« (...) De modo geral, "língua nacional" é uma língua falada num certo território ou país, que reflete uma herança étnico-cultural e faz parte da consciência nacional; em muitos casos as línguas nacionais são matéria-prima de literaturas específicas. Dito de outro modo, podemos considerar que uma língua nacional é uma língua autóctone, ou considerada como tal pela comunidade linguística. O conceito e a referência de "língua nacional" variam de país para país. (...)»

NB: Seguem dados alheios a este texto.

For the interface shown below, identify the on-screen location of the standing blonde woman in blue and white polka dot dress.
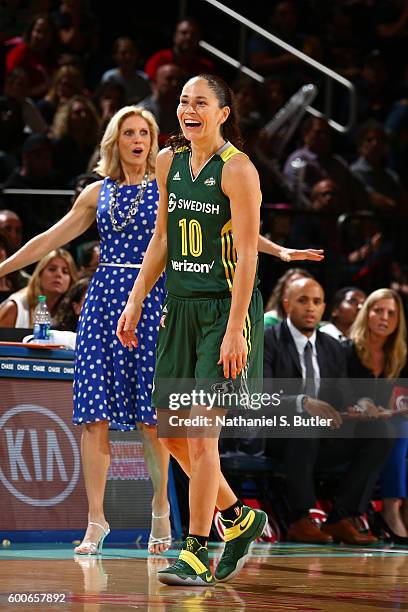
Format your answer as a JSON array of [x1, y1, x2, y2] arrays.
[[0, 106, 171, 555]]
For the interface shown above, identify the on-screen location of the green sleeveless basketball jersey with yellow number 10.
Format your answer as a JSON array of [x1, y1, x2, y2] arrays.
[[166, 142, 258, 297]]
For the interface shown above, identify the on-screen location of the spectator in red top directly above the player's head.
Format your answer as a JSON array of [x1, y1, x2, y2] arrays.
[[145, 17, 214, 81]]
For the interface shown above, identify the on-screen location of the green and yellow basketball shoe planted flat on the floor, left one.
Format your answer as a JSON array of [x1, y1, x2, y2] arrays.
[[157, 537, 215, 587]]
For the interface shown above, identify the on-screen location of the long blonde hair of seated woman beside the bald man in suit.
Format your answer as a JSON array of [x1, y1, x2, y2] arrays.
[[350, 289, 407, 378]]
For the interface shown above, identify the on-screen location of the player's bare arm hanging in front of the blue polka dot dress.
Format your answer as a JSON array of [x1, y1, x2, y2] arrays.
[[116, 149, 173, 348]]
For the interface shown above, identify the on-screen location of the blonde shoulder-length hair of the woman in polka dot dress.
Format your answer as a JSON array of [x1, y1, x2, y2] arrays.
[[94, 106, 159, 181]]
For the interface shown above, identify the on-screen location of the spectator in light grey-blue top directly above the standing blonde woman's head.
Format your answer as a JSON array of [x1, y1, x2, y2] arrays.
[[102, 36, 151, 104]]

No âmbito das comemorações do Dia Mundial da Língua Portuguesa, fui convidada pela embaixada e pelo Centro Cultural de Cabo Verde a participar na Conferência Desafios das línguas nacionais e da língua portuguesa nalguns países da CPLP - Contextos locais/Desafios Globais. Houve participantes de vários países, que falaram das situações linguísticas respetivas. A língua nacional de Cabo Verde é o crioulo, ou língua cabo-verdiana, cujo estatuto, situação sociolinguística e ensino se encontram longe de resolvidos; muitas foram as intervenções que focaram esta questão. A mim tocou-me falar sobre as línguas nacionais portuguesas.

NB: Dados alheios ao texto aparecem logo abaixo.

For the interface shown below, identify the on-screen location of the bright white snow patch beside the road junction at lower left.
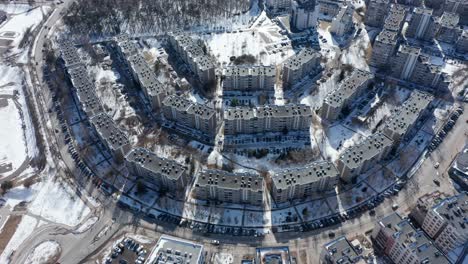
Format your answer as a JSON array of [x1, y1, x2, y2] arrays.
[[29, 179, 90, 226]]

De modo geral, "língua nacional" é uma língua falada num certo território ou país, que reflete uma herança étnico-cultural e faz parte da consciência nacional; em muitos casos as línguas nacionais são matéria-prima de literaturas específicas. Dito de outro modo, podemos considerar que uma língua nacional é uma língua autóctone, ou considerada como tal pela comunidade linguística. O conceito e a referência de "língua nacional" variam de país para país. Frequentemente, as línguas nacionais são definidas no enquadramento jurídico de cada Estado (e.g. na Constituição), que as discrimina e estabelece os direitos dos seus falantes e os deveres das autoridades relativamente às comunidades que as falam. Uma questão interessante é, e.g., se Estados que foram antigas colónias europeias consideram (ou não) que as línguas europeias (que tantas vezes adotaram como línguas oficiais) fazem ou não parte das suas línguas nacionais. A questão tem vindo a ser discutida em países da CPLP relativamente ao português.

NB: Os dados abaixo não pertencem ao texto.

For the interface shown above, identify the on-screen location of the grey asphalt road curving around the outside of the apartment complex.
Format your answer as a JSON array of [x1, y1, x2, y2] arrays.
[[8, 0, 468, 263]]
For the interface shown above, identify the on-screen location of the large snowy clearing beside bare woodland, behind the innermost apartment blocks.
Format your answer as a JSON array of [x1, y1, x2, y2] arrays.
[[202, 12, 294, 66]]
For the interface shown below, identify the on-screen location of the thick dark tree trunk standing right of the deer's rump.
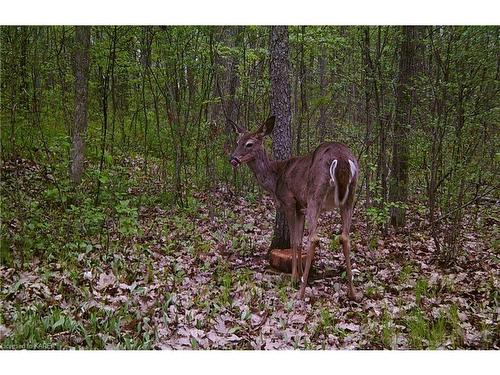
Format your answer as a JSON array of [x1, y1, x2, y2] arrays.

Se comparado com países como Angola, Brasil, ou Moçambique, com as suas muitas línguas nacionais, até podemos achar que Portugal é um país monolingue. Não podemos estar mais longe da realidade, porém, se pensarmos nas dezenas de línguas, especialmente de imigração, que são hoje faladas no nosso país. É certo que praticamente todos os portugueses se reveem na língua portuguesa (e o "praticamente" é sobretudo recurso retórico), consideram-na língua-mãe, língua de identidade, parte de si mesmos. Não restam, pois, dúvidas de que o português é a principal língua nacional em Portugal, falada pela esmagadora maioria dos habitantes. Além do português, temos uma segunda língua nacional, autóctone, com reconhecimento oficial, que é o mirandês, da qual falarei neste espaço, na próxima semana.
Mas será que há outras línguas nacionais em Portugal? Imediatamente me ocorre a língua gestual portuguesa (LGP), autóctone (i.e., específica de Portugal e diferente de qualquer outra língua gestual), reconhecida oficialmente, falada pela comunidade surda portuguesa e língua materna de parte significativa dos surdos que a adquirem na infância, seja dos seus progenitores, seja dos pares e educadores. Tanto quanto conheço, ainda que seja discutível se ela "reflete uma herança étnico-cultural", a LGP é parte integrante da identidade da comunidade surda em Portugal. Acredito, assim, que se pode considerar a LGP uma língua nacional de Portugal.
E as línguas das comunidades imigrantes, algumas há várias décadas entre nós? O português tem vindo a ser reconhecido por países de língua oficial portuguesa como língua nacional desses países, à medida que cresce o número de falantes que o têm como língua materna. Em sentido inverso, virá algum dia Portugal a acolher como "línguas nacionais" as suas principais línguas de imigração?
Artigo da autora publicado no Diário de Notícias de 14 de junho de 2021.